I got tired of attempting to get shell scripts to produce valid JSON. You’ve likely seen something like this before:

echo '{"name":"Jane"}'

It gets merrier if an element contains an environment variable: open double, close single, add variable, open single, blergh.

A here! script will do it as will a a printf(1), but neither much improve legibility, and if strings contain quotes, it becomes almost impossible to make a script produce JSON.

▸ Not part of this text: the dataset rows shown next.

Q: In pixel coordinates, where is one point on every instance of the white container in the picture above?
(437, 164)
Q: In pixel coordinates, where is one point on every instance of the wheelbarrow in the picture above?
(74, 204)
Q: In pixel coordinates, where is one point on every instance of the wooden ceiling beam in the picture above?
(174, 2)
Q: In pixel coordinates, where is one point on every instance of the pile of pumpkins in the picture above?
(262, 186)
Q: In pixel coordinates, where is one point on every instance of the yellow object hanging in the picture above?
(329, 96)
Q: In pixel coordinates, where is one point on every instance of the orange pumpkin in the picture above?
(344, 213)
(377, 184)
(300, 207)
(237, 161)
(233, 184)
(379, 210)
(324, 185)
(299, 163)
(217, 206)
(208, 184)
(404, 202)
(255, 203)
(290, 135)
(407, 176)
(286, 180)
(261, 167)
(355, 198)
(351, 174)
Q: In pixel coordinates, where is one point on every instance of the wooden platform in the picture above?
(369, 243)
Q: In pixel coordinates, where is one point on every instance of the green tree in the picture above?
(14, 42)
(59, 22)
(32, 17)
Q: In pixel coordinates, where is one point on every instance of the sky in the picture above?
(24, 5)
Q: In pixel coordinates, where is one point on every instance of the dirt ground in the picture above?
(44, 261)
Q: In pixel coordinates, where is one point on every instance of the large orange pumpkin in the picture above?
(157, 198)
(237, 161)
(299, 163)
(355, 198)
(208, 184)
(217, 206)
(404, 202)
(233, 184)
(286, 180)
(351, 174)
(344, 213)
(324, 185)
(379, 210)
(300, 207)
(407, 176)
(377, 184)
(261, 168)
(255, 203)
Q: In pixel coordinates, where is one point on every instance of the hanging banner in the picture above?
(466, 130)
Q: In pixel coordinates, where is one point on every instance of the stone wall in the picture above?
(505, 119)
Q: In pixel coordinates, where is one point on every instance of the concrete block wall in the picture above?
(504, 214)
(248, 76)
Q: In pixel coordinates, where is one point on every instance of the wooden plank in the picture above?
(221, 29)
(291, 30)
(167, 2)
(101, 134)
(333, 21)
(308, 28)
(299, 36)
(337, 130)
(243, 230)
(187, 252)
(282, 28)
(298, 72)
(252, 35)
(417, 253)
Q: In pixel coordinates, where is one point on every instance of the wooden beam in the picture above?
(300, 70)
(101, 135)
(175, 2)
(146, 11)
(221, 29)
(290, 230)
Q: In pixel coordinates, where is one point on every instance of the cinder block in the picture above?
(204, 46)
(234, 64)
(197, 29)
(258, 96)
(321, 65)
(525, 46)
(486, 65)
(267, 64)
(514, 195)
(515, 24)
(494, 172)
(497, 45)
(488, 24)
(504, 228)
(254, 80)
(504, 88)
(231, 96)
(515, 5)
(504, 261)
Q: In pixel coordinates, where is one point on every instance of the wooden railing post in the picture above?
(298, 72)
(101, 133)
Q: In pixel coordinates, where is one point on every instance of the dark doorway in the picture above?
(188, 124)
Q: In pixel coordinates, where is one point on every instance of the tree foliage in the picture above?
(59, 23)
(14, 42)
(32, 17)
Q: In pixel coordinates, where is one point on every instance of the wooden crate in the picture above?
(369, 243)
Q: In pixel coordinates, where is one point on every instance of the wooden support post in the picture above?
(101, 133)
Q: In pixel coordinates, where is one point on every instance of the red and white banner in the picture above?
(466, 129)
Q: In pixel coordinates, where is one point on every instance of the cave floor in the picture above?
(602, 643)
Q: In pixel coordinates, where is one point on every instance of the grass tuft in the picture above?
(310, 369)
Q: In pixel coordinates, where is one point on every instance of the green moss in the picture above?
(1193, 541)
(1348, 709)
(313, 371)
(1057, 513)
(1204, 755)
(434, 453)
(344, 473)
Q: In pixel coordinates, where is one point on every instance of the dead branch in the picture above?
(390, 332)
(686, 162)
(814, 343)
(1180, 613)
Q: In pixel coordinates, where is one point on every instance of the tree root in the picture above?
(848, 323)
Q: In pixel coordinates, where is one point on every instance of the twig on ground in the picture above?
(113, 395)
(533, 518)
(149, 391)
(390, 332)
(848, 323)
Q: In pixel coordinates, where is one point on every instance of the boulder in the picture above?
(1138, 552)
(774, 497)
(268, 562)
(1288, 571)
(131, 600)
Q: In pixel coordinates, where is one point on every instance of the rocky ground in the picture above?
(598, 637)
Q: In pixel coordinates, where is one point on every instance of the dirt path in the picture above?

printf '{"name": "%s"}\n' "Jane"

Logo

Enter jo:

$ jo name=Jane
{"name":"Jane"}

The idea occurred to me late at night, and I don’t know why this has taken so long to happen:

$ jo time=$(date +%s) dir=$HOME
{"time":1457195712,"dir":"/Users/jpm"}

Bam! Jo tries to be clever about types and knows null, booleans, strings and numbers. It does arrays, and it pretty-prints on demand:

$ jo -p -a spring summer winter
[
   "spring",
   "summer",
   "winter"
]

Inspired by a comment on HN, I added another hack: if a key’s value begins with an opening brace ({) or a bracket ([]) we attempt to decode JSON from it; this allows jo to add objects or arrays (use -a!) to itself. Watch:

$ jo -p name=JP object=$(jo fruit=Orange point=$(jo x=10 y=20) number=17) sunday=false
{
   "name": "JP",
   "object": {
      "fruit": "Orange",
      "point": {
         "x": 10,
         "y": 20
      },
      "number": 17
   },
   "sunday": false
}

jo also supports nested types natively:

$ jo -p number=17 pass=true geo[lon]=88 geo[cc]=ES point[]=1 point[]=2 geo[lat]=123.45
{
   "number": 17,
   "pass": true,
   "geo": {
      "lon": 88,
      "cc": "ES",
      "lat": 123.45
   },
   "point": [
      1,
      2
   ]
}

Why did I do this? I need lots of JSON for testing OwnTracks, and this just looks better in scripts.

$ jo _type=location \
   cog=$((RANDOM % 360)) \
   t=u \
   lat=48.85833 \
   lon=2.29513 \
   acc=5 \
   tid=JJ \
   tst=$(date +%s) | mosquitto_pub -t owntracks/jjolie/test -l

A suggestion by Andrew Bibby brought along the possibility of obtaining JSON element values from files, so I added @file to read a file (sans traling newline or carriage return) into a value as well as something which I use a lot, convert binary files to base64, using the %file syntax:

$ jo _type=card name="Vanessa" face=%vanessa.png
{"_type":"card","name":"Vanessa","face":"iVBORw0KGgoAAA ... QmCC"}

And it has a man page. Go get it. Jo!